Imaginons une situation dans laquelle aider une personne dans le besoin nous apparaisse comme évident. Alors que les conséquentialistes souligneront que cela maximisera le bien-être de la personne aidée, que les déontologistes argumenteront que la personne aidante agira en accord avec une règle morale, les partisans de l'éthique des vertus justifieront d'agir ainsi parce que prêter assistance à autrui est charitable (Hursthouse and Pettigrove, 2018). Pour un tenant de l'éthique des vertus, associée dans la tradition philosophique occidentale au nom d’Aristote et réhabilitée dans les années 1950 par Elizabeth Anscombe, les vertus, c'est-à-dire les qualités morales de l'agent, jouent un rôle central. En d'autres termes, l'intention de la personne qui entreprend une action s'avère plus importante que les conséquences de cette action ou le fait qu'elle suive une norme morale à la manière kantienne.

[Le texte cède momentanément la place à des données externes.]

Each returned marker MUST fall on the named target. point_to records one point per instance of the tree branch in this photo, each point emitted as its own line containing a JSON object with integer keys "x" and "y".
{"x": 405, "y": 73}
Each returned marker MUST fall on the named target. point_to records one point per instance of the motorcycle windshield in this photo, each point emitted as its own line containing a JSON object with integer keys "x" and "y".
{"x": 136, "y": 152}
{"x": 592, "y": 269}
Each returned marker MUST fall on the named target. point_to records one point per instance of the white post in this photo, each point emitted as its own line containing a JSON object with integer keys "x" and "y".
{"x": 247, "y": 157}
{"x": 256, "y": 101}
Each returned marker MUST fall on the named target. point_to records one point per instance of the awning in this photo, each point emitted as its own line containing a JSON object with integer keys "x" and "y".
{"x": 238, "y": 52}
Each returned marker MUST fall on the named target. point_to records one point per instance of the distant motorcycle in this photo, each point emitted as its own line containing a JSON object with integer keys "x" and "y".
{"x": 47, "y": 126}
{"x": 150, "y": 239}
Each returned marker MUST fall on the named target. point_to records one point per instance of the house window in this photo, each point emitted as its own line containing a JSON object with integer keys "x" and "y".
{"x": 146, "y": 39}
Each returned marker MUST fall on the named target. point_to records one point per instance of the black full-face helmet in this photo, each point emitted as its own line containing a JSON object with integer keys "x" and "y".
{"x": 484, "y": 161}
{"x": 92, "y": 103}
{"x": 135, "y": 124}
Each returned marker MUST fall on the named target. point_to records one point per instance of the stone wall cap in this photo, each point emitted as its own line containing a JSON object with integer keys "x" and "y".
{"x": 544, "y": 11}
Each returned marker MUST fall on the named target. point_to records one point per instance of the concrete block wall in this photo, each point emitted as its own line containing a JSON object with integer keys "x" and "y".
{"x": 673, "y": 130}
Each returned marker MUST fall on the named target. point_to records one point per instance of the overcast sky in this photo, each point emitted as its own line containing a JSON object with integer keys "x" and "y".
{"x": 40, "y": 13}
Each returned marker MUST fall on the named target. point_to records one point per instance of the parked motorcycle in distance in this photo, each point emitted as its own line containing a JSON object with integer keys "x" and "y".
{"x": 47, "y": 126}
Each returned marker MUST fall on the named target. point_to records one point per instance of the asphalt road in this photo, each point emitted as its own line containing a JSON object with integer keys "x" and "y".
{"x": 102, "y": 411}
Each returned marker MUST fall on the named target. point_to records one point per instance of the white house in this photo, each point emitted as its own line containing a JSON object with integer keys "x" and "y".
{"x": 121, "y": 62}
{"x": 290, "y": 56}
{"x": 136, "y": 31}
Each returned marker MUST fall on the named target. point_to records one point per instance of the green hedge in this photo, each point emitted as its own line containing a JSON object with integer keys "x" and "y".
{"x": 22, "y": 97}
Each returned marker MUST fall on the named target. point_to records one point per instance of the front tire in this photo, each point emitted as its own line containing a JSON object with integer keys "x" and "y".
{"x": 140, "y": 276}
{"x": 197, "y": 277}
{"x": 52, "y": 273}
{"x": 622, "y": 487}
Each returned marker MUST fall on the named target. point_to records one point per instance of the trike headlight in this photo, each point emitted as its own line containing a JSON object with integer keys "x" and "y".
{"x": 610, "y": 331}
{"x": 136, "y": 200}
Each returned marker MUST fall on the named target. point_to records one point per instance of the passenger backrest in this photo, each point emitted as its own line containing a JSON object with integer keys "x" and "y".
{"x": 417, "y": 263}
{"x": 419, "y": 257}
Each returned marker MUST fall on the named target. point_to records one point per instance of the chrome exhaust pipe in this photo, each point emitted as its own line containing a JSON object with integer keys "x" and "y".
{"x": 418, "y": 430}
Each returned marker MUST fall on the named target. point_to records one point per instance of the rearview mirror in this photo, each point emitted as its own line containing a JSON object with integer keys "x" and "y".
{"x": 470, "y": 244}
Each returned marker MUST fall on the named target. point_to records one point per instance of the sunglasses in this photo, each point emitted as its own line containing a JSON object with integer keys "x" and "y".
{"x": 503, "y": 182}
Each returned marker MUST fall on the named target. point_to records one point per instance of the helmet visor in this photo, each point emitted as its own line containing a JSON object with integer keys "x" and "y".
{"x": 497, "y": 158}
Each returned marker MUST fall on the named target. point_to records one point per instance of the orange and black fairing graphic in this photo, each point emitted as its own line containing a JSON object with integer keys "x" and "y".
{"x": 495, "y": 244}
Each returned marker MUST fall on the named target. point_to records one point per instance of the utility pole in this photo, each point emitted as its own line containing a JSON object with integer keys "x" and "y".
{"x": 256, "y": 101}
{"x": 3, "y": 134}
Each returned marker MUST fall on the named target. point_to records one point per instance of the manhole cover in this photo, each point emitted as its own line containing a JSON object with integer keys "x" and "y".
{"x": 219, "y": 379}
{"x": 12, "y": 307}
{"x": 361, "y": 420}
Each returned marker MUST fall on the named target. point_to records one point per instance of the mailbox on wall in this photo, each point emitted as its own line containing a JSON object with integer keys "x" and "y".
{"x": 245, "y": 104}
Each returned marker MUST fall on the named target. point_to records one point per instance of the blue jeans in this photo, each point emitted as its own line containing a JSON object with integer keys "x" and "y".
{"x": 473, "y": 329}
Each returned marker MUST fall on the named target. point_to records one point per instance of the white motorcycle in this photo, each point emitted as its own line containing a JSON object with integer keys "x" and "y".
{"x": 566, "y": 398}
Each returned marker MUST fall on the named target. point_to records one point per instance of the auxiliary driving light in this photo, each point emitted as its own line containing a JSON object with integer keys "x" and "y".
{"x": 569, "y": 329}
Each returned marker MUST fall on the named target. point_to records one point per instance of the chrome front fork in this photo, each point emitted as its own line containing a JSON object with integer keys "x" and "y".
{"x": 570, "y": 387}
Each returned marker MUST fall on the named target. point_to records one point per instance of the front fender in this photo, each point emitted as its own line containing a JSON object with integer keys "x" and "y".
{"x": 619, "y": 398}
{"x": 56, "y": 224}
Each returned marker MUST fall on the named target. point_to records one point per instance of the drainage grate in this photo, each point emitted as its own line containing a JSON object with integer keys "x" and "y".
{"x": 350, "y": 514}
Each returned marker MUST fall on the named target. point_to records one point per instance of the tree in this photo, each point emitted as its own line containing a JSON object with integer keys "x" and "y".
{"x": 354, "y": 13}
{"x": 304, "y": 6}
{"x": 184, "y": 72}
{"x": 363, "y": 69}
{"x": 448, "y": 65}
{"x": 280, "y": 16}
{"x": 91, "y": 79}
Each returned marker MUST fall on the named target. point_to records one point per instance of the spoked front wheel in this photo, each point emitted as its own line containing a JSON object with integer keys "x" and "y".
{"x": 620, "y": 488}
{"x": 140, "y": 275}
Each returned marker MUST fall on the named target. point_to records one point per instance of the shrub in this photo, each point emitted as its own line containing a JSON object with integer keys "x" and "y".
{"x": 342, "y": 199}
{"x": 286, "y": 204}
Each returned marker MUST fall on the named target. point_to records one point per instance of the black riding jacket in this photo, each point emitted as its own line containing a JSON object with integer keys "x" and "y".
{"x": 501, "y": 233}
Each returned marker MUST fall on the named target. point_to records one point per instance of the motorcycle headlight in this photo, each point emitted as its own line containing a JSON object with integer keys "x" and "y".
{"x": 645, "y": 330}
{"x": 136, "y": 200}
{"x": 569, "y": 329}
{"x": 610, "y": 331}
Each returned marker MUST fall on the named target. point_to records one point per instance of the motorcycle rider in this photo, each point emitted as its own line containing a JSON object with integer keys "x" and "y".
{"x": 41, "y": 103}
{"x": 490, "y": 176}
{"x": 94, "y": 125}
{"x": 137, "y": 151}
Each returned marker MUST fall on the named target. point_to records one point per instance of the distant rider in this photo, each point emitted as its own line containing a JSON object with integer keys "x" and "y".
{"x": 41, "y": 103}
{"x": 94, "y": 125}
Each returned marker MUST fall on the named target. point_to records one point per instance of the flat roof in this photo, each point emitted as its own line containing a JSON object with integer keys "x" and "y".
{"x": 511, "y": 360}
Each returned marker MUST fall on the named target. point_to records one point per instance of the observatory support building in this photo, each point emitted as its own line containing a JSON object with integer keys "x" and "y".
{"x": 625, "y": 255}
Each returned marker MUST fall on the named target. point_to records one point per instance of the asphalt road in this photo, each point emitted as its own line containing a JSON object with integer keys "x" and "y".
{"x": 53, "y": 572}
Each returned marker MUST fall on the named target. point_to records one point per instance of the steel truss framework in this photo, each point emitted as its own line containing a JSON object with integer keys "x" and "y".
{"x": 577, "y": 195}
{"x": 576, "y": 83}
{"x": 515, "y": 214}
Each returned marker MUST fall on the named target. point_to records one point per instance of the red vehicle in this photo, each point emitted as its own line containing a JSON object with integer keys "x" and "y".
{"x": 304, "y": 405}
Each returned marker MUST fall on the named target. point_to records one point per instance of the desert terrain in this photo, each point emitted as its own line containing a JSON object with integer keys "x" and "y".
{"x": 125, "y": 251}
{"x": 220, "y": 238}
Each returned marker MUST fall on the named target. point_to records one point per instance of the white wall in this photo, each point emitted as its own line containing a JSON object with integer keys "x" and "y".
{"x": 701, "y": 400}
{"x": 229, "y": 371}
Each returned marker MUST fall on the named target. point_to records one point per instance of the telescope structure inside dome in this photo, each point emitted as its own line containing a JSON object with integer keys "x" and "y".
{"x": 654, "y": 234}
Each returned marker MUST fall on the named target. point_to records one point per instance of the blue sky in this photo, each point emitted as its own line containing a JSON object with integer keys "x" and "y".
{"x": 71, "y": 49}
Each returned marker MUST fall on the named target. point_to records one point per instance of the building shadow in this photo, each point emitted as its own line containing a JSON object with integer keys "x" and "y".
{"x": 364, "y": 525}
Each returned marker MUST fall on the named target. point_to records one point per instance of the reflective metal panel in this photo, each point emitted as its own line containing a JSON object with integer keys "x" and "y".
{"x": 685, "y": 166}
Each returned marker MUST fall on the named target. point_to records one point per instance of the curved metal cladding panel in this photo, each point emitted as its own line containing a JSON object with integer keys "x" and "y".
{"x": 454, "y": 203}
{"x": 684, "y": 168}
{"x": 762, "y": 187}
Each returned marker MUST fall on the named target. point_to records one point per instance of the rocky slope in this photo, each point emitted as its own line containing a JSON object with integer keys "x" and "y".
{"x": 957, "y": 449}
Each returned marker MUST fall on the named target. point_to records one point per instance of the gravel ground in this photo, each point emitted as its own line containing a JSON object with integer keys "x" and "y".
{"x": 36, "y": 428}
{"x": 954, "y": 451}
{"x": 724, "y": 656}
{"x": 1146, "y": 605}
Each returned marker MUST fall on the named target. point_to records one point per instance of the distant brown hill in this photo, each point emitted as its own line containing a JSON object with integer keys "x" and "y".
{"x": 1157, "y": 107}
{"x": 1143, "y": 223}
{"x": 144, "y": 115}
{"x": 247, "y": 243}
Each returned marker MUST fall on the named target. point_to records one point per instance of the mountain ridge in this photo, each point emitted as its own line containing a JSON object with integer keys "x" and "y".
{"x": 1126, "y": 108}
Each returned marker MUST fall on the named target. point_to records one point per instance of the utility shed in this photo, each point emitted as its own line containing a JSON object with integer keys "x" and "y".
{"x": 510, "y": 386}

L'éthique des vertus est donc une théorie morale qui part des traits de caractère qui nous permettent d'agir de manière juste (Taylor, 2013).

Une action juste peut alors être définie comme un acte qu'une personne vertueuse aurait entrepris, pour une bonne raison et dans le bon état d'esprit. La bonne raison dépend de chaque situation particulière et consiste à choisir la manière d'agir qui préserve au mieux les bénéfices moraux de l'agent et de toutes les personnes impliquées. Le bon état d'esprit correspond aux intentions et émotions de l'agent révélant ses qualités humaines (Beauchamp and Childress, 2013; p. 376).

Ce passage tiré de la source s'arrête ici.